Without the benefit of hindsight, how then can you be sure that the information you rely on is accurate? How can you trust the news sources that you turn to so often? With addiction to this information and the fervent belief that we cannot function without knowing what is happening in the world, how can we protect ourselves from being manipulated? Again this comes back to the idea of consistency, you need to have multiple sources and they need to convey information that is broadly aligned. The trouble with trying to achieve this goal is that we live in a world of conglomerates, there is an illusion of choice when in reality those brands which at first appear distinct are in reality linked.
The best example I can give of this concept can be seen by a well known image in the UK which you can find here which depicts the illusion of choice in respect of consumer brands - there are essentially 10 companies that produce almost every thing we eat and drink despite there being hundreds of brands to "choose" from. This image dates back several years and went viral at the time of its publication. This illusion is common amongst many different industries and the publishing industries and broadcast industries in this regard are no different. To ensure that the narrative you are following is not biased then you need to ensure your sources of information are widespread and not simply sources of "churnalism" whereby the same story is rewritten many times and reposted with little or no verification of the claims made.

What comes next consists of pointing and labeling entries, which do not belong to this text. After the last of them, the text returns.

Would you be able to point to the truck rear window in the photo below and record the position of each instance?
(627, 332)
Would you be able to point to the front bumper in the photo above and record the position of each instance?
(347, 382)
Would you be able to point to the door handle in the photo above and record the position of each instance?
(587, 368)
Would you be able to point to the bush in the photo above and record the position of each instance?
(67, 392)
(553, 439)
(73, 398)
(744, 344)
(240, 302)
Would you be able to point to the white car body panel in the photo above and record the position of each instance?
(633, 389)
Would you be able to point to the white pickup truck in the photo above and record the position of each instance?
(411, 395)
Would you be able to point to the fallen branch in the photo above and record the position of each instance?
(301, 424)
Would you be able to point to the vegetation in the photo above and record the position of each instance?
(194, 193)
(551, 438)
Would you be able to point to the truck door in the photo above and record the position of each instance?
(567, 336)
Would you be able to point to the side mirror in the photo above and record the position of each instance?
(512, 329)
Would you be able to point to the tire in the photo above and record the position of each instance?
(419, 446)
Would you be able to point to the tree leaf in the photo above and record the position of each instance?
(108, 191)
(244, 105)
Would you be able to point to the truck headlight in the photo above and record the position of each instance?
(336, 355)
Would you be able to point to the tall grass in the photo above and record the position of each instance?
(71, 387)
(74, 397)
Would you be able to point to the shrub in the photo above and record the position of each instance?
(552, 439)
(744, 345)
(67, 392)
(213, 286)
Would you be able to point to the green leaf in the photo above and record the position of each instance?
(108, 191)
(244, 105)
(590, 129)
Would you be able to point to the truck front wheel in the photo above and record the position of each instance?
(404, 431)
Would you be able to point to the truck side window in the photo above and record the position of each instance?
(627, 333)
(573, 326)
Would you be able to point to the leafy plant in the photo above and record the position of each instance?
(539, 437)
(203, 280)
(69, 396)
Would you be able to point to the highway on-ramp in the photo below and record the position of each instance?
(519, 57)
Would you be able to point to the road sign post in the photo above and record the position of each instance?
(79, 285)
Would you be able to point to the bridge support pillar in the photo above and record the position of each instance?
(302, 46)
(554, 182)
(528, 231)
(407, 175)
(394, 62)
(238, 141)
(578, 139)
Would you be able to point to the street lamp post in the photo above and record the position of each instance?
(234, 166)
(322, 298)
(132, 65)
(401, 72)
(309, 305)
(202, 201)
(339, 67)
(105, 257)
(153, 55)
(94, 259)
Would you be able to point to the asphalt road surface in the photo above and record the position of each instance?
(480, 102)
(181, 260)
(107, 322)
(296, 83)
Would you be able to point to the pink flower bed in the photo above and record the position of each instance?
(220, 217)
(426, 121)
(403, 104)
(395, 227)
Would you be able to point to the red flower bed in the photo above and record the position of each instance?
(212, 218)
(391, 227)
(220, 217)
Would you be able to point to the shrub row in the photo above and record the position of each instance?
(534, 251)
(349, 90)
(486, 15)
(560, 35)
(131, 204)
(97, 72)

The most astute readers and those who are the most critical will already have realised there are still a number of flaws with this strategy, namely that it is easy to use this against the consumer by continuing to lie but ensuring the lie is consistent. Therein lies the biggest problem, we have reached a point where we doubt everything, whether we have good reason to or not, and have no motivation to put any effort into checking what we are told is actually true. Perhaps then the best advice is to accept reality and acknowledge that news as a source of information is a concept that has died and news as a form of entertainment is the world we now live in. If that is what you want to use as a foundation then there must be a recognition that you can't let news influence how you live your life, you wouldn't make life decisions based on the events of a soap opera as you know it's not real, why then would you make life decisions based on something you've come to accept isn't reliable and therefore cannot be trusted to be real either?